Geopolitics examines the relationship between geographic space and political power, particularly how control of territory, resources, and strategic locations shapes international relations. Classical geopolitics — Mackinder's Heartland theory (control of Eurasia's interior determines world power) and Mahan's sea power thesis — argued that geographic position determines great power competition. Critical geopolitics, developed since the 1980s, interrogates how geopolitical discourse is itself a political practice: describing a region as a 'pivot' or 'arc of instability' is not neutral analysis but a rhetorical move that justifies particular foreign policy actions. At the domestic scale, electoral geography examines how the spatial design of voting districts (gerrymandering) can determine electoral outcomes independently of voter preferences.
Read Mackinder's 'Geographical Pivot of History' and trace how its geographic reasoning shaped Cold War foreign policy decisions. Apply critical geopolitics to contemporary media coverage of international conflicts — identify the spatial metaphors being deployed and what actions they imply. Study historical and contemporary gerrymandering cases to understand how political geography is strategically manipulated.
From your study of political geography, you understand that states are not just political fictions — they are territorial entities whose power is partly constituted by the land they control, the borders they defend, and the resources they command. Geopolitics takes this territorial logic and asks a larger question: how does the *structure* of global space — the distribution of landmasses, oceans, resources, and strategic chokepoints — shape the distribution of political power? Classical geopolitics was an attempt to answer this scientifically, producing theories that, for all their flaws, shaped foreign policy for over a century.
Halford Mackinder's Heartland theory (1904) is the foundational text. Mackinder argued that the vast interior of Eurasia — insulated from seapower by its distance from coasts — represented a geographic "pivot area" that, if controlled by a single power, would command the resources and population to dominate the world. His famous dictum: "Who rules the Heartland commands the World-Island; who rules the World-Island commands the World." Alfred Mahan's competing thesis stressed seapower — navies and maritime commerce routes — as the key to global dominance. Both theories have realism as their underlying logic (states compete for power in an anarchic system), but they make geographic argument the explanatory engine. You can see their influence running from British imperial strategy to Cold War containment policy: the US commitment to preventing Soviet domination of Western Europe was partly a Mackinderian calculation.
The problem with classical geopolitics, which your realism background prepares you to see, is that it makes geography into a kind of destiny. Mackinder's model predicts who will be powerful from map features alone, leaving no room for ideology, institutions, alliances, or contingency. Nazi Germany's theorists (under Karl Haushofer's Geopolitik) took this determinism to its logical and monstrous conclusion: if geography determines power, then the state's *natural* project is to seize the territory geographic logic demands. This is why classical geopolitics is not politically innocent — its scientific veneer dressed up imperial ambition in the language of geographic necessity.

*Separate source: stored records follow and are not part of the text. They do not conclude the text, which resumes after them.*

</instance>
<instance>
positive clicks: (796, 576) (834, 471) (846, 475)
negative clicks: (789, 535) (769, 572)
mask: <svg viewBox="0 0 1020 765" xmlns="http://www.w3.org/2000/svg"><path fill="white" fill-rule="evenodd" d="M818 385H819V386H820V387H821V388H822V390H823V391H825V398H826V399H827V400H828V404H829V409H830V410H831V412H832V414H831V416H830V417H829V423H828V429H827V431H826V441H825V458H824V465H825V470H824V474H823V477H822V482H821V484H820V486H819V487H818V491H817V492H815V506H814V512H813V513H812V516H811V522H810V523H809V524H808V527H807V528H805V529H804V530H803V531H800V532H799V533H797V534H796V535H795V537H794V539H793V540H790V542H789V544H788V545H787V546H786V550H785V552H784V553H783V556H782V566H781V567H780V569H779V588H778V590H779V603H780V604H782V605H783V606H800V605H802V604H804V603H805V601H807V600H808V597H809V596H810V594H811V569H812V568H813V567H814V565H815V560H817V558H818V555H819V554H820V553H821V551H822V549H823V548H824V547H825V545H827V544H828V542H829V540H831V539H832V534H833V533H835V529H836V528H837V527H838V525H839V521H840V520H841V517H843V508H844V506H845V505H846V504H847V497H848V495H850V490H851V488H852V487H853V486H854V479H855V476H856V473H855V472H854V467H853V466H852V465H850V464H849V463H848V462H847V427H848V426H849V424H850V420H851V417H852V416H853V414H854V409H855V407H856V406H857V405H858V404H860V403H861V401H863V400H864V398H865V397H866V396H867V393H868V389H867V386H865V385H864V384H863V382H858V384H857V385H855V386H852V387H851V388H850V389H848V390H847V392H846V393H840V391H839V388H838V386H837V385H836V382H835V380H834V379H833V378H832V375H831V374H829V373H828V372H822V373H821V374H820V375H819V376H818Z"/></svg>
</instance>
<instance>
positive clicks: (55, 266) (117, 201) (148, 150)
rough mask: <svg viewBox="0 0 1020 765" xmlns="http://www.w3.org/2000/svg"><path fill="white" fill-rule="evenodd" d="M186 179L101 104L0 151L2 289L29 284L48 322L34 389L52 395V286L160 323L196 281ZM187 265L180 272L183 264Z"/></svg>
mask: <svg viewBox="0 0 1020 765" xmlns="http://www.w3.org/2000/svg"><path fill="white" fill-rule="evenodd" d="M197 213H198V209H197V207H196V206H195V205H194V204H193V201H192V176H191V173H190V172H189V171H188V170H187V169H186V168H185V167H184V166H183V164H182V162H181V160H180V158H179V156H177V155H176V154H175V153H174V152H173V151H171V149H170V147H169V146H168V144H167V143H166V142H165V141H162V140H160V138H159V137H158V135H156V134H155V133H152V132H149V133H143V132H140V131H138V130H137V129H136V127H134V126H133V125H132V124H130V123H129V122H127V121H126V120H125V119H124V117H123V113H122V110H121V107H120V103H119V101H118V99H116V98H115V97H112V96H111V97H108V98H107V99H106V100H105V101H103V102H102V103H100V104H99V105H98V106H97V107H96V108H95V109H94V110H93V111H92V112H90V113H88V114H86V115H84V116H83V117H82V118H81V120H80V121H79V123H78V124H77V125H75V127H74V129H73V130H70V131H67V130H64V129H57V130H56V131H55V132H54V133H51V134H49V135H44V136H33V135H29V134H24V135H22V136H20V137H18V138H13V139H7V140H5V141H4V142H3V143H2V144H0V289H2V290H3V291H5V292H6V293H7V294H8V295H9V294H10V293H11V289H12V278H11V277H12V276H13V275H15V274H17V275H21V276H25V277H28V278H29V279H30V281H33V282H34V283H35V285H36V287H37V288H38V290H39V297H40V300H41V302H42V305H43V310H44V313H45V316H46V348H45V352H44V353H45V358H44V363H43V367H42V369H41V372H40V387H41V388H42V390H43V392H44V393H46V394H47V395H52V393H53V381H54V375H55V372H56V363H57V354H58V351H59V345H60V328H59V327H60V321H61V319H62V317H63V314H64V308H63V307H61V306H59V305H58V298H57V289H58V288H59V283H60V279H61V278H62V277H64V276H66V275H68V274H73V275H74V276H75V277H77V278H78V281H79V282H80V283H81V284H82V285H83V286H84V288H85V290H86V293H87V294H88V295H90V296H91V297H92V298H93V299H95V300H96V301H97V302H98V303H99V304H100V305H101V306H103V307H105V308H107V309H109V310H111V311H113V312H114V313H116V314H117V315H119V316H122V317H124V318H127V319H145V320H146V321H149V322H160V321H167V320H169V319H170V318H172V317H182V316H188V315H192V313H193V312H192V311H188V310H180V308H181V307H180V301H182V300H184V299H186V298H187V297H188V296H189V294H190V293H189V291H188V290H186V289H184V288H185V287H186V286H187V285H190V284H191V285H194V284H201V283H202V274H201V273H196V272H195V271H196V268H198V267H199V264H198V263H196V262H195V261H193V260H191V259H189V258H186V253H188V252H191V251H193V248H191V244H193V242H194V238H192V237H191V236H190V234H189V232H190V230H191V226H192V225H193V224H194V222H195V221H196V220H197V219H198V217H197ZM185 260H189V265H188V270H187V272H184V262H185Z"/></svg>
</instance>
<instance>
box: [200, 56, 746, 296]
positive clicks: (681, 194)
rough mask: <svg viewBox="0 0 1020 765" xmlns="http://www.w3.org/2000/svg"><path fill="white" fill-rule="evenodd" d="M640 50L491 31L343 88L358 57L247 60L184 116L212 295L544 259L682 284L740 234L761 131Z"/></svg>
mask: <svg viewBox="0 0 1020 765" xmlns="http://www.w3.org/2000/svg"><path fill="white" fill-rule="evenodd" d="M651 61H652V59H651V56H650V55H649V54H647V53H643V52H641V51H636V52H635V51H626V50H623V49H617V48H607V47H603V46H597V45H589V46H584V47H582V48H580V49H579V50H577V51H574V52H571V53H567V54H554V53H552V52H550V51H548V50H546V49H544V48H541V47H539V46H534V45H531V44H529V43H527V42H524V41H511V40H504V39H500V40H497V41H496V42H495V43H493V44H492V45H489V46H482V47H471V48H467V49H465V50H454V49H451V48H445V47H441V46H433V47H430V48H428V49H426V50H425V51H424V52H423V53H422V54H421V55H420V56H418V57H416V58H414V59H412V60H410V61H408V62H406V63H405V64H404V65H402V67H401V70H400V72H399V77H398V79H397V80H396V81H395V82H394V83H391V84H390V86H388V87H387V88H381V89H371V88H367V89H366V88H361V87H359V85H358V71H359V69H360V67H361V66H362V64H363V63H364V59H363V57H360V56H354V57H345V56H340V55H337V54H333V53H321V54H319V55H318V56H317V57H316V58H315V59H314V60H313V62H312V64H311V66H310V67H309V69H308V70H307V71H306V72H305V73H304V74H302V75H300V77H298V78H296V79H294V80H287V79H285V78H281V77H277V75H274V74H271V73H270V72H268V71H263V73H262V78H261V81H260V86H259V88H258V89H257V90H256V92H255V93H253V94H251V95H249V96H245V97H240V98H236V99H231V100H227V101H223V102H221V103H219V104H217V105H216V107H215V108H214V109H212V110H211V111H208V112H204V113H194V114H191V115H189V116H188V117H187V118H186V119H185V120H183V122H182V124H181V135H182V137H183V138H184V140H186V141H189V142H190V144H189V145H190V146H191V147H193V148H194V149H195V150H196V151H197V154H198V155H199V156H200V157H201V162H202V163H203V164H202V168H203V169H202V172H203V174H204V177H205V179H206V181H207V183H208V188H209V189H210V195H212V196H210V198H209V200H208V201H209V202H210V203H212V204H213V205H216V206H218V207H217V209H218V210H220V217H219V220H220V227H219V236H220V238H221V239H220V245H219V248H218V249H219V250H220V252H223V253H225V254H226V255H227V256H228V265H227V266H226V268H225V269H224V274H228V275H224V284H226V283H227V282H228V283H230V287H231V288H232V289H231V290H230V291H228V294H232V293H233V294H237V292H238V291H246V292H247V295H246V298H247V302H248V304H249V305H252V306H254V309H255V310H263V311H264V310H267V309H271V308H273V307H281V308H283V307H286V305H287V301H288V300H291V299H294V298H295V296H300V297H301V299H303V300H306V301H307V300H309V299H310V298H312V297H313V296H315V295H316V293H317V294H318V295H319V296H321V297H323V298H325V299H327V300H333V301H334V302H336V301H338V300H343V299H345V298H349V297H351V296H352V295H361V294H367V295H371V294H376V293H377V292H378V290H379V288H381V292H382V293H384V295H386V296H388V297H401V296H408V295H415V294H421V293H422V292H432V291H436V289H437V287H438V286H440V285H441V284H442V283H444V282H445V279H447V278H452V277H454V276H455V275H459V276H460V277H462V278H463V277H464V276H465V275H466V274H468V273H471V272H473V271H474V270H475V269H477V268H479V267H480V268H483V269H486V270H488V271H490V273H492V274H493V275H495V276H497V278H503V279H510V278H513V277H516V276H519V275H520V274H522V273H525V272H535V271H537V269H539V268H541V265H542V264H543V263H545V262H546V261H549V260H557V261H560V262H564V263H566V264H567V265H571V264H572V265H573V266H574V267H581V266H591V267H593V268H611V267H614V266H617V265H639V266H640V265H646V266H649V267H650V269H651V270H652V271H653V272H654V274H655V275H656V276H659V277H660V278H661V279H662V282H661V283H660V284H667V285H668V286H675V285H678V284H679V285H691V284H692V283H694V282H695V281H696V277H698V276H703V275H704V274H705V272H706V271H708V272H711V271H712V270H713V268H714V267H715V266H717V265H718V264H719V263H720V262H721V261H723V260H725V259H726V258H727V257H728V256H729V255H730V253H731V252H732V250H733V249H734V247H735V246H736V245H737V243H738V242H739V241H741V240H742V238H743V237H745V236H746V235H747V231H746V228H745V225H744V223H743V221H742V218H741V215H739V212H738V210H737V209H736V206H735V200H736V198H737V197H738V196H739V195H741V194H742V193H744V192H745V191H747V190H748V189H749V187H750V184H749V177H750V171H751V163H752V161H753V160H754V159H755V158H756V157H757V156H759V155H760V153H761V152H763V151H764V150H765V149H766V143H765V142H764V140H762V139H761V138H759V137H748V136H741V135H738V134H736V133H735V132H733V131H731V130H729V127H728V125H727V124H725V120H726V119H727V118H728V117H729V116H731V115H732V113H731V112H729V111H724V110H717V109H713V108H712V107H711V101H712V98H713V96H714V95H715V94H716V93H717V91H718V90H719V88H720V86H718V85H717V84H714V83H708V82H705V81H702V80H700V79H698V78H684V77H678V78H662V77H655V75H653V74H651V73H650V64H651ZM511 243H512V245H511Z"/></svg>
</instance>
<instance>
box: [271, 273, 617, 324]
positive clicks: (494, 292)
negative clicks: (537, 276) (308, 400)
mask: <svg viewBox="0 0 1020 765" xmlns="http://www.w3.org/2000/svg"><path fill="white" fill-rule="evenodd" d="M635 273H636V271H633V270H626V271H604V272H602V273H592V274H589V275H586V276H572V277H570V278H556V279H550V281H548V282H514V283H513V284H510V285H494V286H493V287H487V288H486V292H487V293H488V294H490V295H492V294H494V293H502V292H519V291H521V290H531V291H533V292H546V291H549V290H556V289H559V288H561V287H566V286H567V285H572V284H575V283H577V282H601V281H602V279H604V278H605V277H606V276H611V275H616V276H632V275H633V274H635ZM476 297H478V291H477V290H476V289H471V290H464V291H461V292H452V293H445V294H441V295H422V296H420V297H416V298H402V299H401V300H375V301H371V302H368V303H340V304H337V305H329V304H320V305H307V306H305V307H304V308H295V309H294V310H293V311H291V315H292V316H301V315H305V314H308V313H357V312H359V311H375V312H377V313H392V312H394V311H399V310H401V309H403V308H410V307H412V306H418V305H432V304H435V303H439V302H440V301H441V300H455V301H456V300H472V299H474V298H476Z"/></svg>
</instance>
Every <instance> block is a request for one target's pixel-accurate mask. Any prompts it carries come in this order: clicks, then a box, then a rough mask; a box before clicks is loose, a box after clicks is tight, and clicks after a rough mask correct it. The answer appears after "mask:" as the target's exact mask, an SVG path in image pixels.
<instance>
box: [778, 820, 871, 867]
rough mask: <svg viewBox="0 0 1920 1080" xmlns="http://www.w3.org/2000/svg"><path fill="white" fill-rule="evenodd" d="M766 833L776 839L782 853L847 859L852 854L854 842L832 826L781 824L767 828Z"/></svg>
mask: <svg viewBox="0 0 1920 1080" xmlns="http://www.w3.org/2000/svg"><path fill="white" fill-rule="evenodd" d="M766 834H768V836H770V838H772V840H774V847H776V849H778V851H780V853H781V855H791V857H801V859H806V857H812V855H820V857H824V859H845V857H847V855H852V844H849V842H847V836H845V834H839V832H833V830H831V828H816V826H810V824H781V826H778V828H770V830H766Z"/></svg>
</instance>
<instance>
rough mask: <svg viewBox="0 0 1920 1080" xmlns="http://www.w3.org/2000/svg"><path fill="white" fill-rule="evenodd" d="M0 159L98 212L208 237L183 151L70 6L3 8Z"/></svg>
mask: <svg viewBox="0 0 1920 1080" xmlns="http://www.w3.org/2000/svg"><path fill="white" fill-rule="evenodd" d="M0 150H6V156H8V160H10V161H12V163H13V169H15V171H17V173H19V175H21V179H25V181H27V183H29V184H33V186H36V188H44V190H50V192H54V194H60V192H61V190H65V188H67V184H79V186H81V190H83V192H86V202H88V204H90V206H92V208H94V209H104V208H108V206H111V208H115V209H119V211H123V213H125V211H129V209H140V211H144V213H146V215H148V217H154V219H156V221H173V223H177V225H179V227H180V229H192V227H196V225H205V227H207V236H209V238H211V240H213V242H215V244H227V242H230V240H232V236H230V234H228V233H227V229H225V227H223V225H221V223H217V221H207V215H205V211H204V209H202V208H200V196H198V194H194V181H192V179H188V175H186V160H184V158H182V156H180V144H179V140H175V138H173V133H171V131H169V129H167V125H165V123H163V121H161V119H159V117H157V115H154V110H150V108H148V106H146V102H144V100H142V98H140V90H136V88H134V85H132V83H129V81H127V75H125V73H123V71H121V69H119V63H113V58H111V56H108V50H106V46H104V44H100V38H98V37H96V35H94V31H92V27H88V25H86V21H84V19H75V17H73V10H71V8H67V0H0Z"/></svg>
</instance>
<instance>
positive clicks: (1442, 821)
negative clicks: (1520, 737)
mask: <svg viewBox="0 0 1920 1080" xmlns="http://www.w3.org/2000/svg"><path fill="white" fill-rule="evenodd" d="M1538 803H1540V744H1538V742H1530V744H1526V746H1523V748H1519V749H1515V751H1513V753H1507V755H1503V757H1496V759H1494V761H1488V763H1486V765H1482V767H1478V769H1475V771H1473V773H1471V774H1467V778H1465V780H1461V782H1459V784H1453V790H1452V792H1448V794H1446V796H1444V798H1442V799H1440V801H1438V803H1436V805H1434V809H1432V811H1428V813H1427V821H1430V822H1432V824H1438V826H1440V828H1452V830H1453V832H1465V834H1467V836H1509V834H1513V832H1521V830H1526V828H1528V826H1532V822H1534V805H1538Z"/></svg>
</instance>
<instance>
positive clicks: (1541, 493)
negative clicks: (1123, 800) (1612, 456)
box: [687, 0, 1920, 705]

Critical geopolitics, developed by geographers like Gearóid Ó Tuathail and Simon Dalby, turns the analysis around: instead of asking what geographic realities determine political power, it asks how geographic descriptions *construct* political realities. When a politician or journalist describes a region as the "arc of instability," the "near abroad," or a "failed state," they are making a rhetorical move — a geopolitical discourse — that naturalizes certain foreign policy responses while foreclosing others. Calling Iraq a "rogue state" is not merely a description; it frames a set of policy choices as obvious and others as unthinkable. Critical geopolitics doesn't deny that geography matters; it shows that geographic knowledge is always produced from a particular vantage point and serves particular interests.
At the domestic scale, electoral geography demonstrates how the spatial organization of voting districts can override voter preferences entirely. Gerrymandering — drawing district boundaries to pack your opponents into a few districts or crack their support across many — allows the minority of voters to elect a majority of representatives. The principle echoes classical geopolitics at the micro level: control of space is control of power. Understanding geopolitics in its full range — from Mackinder's grand theory to the drawing of congressional districts — means understanding that political power and geographic space are always in a relationship of mutual constitution, and that representing that relationship as natural or inevitable is itself a political act.